Though I originally used the output from mriqc this seemed to disagree with a metric that I was getting from MCFLIRT.
Both MRIQC ( “fd_mean” )& fmriprep (“rmsd”) both cite that they implement the algorithm in Jenkinson, et al., 2002. also implemented in fsl’s MCFLIRT.
However, the MRIQC output was about 2 times as large as those from MCFLIRT and taking the mean of rmsd from fmriprep. I didn’t see anywhere in the MRIQC documentation where it explicitly states how it framewise displacement averaged or what units are output, but I assumed it took the mean in millimeters.
Any additional insight would be appreciated,
My two cents
MRIQC can use AFNI
3dvolReg or FSL
mcflirt whereas FMRIPREP uses only FSL
The methodology of the processing stages is also quite different between MRIQC and FMRIPREP due to the different goals of the two programs.
Here are some observations from my side regarding the option possible within FMRIPREP of using the SBref image as target for the realignment:
Regarding your experiment, how did you choose your theshold in FD? I was wondering was would be the relationship of the FD threshold and the length of the TR for instance.
One might consider a DVARS threshold as an additional threshold for exclusion as it is proposed within FMRIPREP.
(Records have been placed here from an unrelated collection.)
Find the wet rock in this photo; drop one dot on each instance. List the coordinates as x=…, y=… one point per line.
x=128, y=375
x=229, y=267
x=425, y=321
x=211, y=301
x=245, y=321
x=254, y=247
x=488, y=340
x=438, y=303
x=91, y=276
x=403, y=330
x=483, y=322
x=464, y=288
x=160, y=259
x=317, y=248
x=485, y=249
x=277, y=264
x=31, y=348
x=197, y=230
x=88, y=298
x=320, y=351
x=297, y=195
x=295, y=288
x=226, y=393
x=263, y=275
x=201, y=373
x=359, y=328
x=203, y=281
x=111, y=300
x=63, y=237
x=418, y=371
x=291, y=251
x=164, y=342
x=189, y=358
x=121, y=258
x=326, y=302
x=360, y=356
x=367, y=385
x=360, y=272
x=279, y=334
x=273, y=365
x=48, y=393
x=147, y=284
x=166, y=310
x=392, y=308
Also one technical note: The coil used may have an influence as coil with high receive heterogeneity may overestimate the motion parameters: see here:
Especially in this paragraph:
What if we can’t even attain the physiologic noise-limiting regime? It’s quite possible to be in a subject motion-limiting regime, as anyone who has run an fMRI experiment can attest. In that case, the use of a high dimensional array coil (of 32 channels, say) could actually impose a higher motion sensitivity on the time series than it would have had were it detected by a smaller array coil (of 12 channels, say), due to the greater receive field heterogeneity of the 32-channel coil. This was something a colleague and I considered last year, in an arXiv paper ([1210.3633] A Simulation of the Effects of Receive Field Contrast on Motion-Corrected EPI Time Series) and accompanying blog post. In an e-poster at this year’s ISMRM Annual Meeting (abstract #3352; a PDF of the slides is available via this Dropbox link) we simulated the effects of motion on temporal SNR (tSNR), as well as the potential for spurious correlations in resting-state fMRI, when using a 32-channel coil. In doing these simulations we assumed perfect motion correction yet there were still drastic effects, as the above figure illustrates.
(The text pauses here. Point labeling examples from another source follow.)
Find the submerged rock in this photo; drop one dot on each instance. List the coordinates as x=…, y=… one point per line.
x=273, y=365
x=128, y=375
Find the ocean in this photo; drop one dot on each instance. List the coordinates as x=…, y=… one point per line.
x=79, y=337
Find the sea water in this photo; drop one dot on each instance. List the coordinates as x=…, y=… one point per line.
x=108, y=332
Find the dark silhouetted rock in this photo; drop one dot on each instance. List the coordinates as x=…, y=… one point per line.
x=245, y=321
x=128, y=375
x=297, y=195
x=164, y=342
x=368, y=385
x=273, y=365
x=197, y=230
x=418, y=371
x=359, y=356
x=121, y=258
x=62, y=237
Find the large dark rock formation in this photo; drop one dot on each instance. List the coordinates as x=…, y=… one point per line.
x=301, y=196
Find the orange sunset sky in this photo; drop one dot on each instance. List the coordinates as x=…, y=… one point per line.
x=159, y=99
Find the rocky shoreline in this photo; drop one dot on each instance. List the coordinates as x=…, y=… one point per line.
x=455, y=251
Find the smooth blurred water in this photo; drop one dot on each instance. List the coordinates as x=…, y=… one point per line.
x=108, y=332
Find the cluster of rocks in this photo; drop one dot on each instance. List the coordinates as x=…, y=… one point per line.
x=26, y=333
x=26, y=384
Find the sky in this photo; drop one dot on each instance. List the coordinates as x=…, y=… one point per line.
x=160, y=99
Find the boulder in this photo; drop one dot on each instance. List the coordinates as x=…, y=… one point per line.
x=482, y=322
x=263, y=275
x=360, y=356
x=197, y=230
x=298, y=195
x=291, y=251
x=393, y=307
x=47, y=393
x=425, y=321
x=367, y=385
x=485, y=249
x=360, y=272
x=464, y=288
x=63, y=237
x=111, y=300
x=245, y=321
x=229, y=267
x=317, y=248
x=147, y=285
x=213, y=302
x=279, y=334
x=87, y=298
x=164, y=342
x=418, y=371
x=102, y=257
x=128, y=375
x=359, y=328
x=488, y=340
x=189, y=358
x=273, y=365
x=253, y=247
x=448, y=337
Thanks for the input and it’s good to know that mriqc can use either 3dvolReg or mcflirt. I was under the wrong assumption that both were using mcflirt. Also good to know about the single-band reference vs some other reference however I also just called mcflirt on just the _bold.nii.gz data through fsl and my values were more inline with what I got from fmriprep.
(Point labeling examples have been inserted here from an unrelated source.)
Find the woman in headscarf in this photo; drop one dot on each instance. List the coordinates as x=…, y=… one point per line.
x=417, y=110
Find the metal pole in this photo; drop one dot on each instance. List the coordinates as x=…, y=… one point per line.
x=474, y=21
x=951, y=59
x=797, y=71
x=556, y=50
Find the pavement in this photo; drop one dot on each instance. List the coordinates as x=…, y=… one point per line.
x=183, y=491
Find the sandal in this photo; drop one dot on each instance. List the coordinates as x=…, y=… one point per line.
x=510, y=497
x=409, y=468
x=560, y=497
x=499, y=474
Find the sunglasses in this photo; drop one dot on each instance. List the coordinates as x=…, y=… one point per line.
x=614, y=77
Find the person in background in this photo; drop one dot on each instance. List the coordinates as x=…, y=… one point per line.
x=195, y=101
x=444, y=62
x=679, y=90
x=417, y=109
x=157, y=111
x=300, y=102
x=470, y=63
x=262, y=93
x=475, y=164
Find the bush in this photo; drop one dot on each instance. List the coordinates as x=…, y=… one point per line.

Sorry, I was actually I was mistaken about the threshold we chose. We were looking at excluding runs with mean framewise displacement greater than 0.5mm or greater than 1.35 (in our case about 1/2 a voxel width) in absolute head motion from the initial time point. Actually, despite the fact that the measure of mean framewise displacement from mriqc is about 2 times what comes out of fmriprep and mcflirt none are greater than 0.5 so this is more of a learning experience for me.
In our experiment the TR actually varies a bit across some acquisitions that we’re testing through but we have the same exclusion criteria for each run/acquisition.
We are using a headcoil with 64 channels at the moment but had done some piloting with a lower number. I can take a quick look and compare those sets as well to see if that’s a reasonable source of this problem.